In Sachsen-Anhalt erprobt ein wissenschaftliches Projekt den Anbau klimaresilienter Kulturpflanzen. Kichererbsen, Quinoa und Hanf sollen als Grundlage für innovative Lebensmittel dienen. Doch wie gelingt der Weg vom Feld auf den Teller?
Die kräftigen Hände fahren sanft durch die hellgelben Hanfsamen. Bio-Landwirt Jonas Schulze Niehoff lässt die Samen auf den mehrere Meter langen Haufen rieseln, der aufgeschüttet in einer dunklen Halle liegt. „Das ist unsere Hanf-Ernte von diesem Jahr", sagt er und geht zum benachbarten Haufen, „und das ist unser Quinoa". Er greift in die Samen der ursprünglich in den Anden beheimateten Pflanze. „Der muss noch gereinigt werden. Nur die hellen Körner sind Quinoa." Wirtschaftlich mache der Anbau von Quinoa momentan wenig Sinn. Er nimmt auch nur einen geringen Teil der gut 400 Hektar großen Anbaufläche des Landwirts ein. „Aber ich möchte die Kultur kennenlernen und verstehen, um dann vielleicht doch irgendwann mehr ernten zu können." Freiwillige Forscherarbeit nennt er das. Deutlich mehr Erfolg hatte der 41-jährige Landwirt mit der Kichererbse. Die Pflanze, die sonst vor allem Landwirte in Indien und der Türkei anbauen, wächst in der Magdeburger Börde erstaunlich gut.

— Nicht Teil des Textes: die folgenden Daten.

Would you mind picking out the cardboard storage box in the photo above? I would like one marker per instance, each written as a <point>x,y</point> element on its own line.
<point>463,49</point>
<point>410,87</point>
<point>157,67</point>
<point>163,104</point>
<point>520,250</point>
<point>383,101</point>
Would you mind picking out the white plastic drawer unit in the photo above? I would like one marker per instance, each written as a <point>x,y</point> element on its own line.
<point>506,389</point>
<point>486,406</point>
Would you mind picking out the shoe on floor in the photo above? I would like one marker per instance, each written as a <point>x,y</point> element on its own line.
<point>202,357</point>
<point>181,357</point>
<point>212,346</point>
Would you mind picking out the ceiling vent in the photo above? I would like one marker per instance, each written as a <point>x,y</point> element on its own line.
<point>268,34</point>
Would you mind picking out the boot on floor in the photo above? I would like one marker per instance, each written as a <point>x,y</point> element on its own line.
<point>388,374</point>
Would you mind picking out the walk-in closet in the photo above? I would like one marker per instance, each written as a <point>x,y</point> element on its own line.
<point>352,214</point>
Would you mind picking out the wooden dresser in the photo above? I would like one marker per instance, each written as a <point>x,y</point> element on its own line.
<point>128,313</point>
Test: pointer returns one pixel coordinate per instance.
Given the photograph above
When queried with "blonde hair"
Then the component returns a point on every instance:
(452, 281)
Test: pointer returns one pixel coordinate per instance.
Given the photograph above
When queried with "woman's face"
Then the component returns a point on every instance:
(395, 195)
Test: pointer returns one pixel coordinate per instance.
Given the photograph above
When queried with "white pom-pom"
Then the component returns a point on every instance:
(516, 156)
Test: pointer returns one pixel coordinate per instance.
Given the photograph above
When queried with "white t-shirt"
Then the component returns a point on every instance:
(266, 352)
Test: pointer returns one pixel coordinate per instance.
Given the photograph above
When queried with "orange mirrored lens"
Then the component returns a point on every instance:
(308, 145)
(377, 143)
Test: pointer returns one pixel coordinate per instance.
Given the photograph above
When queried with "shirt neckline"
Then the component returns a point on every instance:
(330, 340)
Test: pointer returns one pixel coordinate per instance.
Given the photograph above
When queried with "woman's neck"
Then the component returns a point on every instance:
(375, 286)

Superfood aus der Magdeburger Börde
Ein Team der Martin-Luther-Universität Halle/Wittenberg begleitet den Bio-Landwirt beim Anbau von Kichererbse, Quinoa und Hanf. Die Zusammenarbeit begann vor dreieinhalb Jahren. Damals fragte ihn die Agrar- und Umweltwissenschaftlerin Urte Grauwinkel, ob er bei dem Projekt „Zukunftsspeisen – Superfood aus Sachsen-Anhalt" mitmachen wolle. Das Projekt ist ein europäisches Innovationspartnerschaftsprojekt, das aus EU-Geldern finanziert wird. Die Vision: Gesundes, zukunftsfähiges Essen aus nachhaltiger und regionaler Landwirtschaft zu erzeugen. Das Projekt begleitet drei Landwirtschaftsbetriebe und zwei Gärtnereien, die klimafreundliche Agrarpraktiken erproben und umsetzen. Auf ihren Äckern wachsen innovative Kulturpflanzen, sogenannte Superfoods, die eine hohe Konzentration an gesundheitsfördernden Inhaltsstoffen aufweisen. Einige der Pflanzen sind über die letzten Jahrzehnte in Vergessenheit geraten, andere waren bislang vor allem in den Trockenregionen dieser Welt beheimatet. In Zeiten des Klimawandels könnten sie nun hierzulande neue Ernährungsoptionen eröffnen.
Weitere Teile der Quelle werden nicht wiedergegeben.